Die Gedanken sind frei – wirklich?

Angesichts von Elend und Unmenschlichkeit regt sich in uns der Drang zu helfen, etwas dagegen zu tun. Dieser Wunsch entsteht spontan, ergreift Besitz von uns. Was daraus folgert, und zu welchen Handlungen er uns verleitet ist hingegen ein freier Akt der Entscheidung.

Der eine sponsert ein Kind in der 3. Welt, ein anderer ruft zum bewaffneten Widerstand. Wird er dadurch zum Terrorist oder wird erst die Geschichte darüber urteilen, ob er Verbrecher oder Nationalheld ist?  Ist Gewalt immer verwerflich oder kann sie ein Gebot der Stunde sein? Was unterscheidet einen Robert Mugabe von einem Claus Graf von Stauffenberg? Der grosse Denker Bertrand Russell sagte es einst treffend: “War doesn’t prove who’s right but who’s left”.  Die Partisanen kämpften an der Seite der Gewinner – edelt das ihre Taten?

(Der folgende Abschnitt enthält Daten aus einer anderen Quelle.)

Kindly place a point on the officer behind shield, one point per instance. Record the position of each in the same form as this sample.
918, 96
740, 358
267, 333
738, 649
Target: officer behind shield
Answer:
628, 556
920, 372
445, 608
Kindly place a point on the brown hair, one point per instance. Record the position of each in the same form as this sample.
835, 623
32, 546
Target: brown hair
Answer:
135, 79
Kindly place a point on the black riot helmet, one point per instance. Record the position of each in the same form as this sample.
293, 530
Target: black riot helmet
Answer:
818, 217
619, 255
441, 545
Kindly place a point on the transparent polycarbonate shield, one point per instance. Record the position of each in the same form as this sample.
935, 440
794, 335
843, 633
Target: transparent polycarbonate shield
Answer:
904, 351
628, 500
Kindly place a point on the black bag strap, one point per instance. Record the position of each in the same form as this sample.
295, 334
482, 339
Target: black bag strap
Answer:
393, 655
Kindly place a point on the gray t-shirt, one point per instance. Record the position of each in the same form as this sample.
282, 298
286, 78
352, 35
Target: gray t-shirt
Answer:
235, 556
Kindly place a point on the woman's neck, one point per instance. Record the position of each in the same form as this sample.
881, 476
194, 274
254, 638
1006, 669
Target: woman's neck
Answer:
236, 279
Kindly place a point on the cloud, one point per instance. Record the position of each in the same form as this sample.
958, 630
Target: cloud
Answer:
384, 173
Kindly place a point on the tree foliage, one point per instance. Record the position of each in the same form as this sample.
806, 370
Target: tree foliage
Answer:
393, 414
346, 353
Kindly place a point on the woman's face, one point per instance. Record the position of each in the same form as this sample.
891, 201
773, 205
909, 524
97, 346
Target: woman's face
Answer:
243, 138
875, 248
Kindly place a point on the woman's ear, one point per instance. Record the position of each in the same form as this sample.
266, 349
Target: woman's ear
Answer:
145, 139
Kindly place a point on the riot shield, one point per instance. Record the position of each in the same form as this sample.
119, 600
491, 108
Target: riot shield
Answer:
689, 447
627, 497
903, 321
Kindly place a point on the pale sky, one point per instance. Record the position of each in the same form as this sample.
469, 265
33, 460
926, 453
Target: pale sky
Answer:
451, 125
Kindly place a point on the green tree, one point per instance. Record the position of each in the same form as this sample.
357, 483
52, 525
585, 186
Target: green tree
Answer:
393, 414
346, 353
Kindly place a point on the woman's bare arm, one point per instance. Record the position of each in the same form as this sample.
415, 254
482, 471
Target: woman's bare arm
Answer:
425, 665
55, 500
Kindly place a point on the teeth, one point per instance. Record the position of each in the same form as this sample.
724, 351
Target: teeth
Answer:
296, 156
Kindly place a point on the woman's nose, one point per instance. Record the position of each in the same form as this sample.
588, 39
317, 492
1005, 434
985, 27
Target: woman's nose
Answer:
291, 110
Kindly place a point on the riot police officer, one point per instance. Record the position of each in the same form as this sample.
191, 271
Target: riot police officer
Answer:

Eine moderne Variante des Freiheitskämpfers ist der Selbstmordattentäter: lebende Bomben, programmiert, für eine höhere Causa sich selbst und Unbeteiligte zu opfern.  Ähnliches kommt auch in der Natur vor. So dringt zum Beispiel der Leberegel in eine Ameise ein und manipuliert ihr Hirn so, dass das Insekt – scheinbar grundlos – auf einen Grashalm krabbelt. Das wird es ein paar Mal tun, bis es von einem Schaf oder Rind gefressen wird. Dieser “Sprung” ist nötig, denn der Parasit kann seinen Fortpflanzungszyklus nur in einem Säugetier vollenden. In der Informatik sind Viren, d.h. kleine “Befehlszeilen” in der Lage, Computer zu sabotieren und zum Absturz zu bringen.  Trojanische Pferde nisten sich in fremden Systemen ein, bemächtigen sich ihrer und missbrauchen sie für ihre Zwecke.  Die menschliche Psyche ist ebenfalls ständigen Angriffen durch “ungefilterte” Ideen ausgesetzt; sind Gedanken nicht auch “bloss” eine neurophysiologische Antwort auf externe Reize, abhängig von unserer Wahrnehmung und unserer kulturellen Prägung? Durch Meditation und tranceähnlich Zustände versuchen Menschen ja, genau diese geistigen Fesseln zu überwinden.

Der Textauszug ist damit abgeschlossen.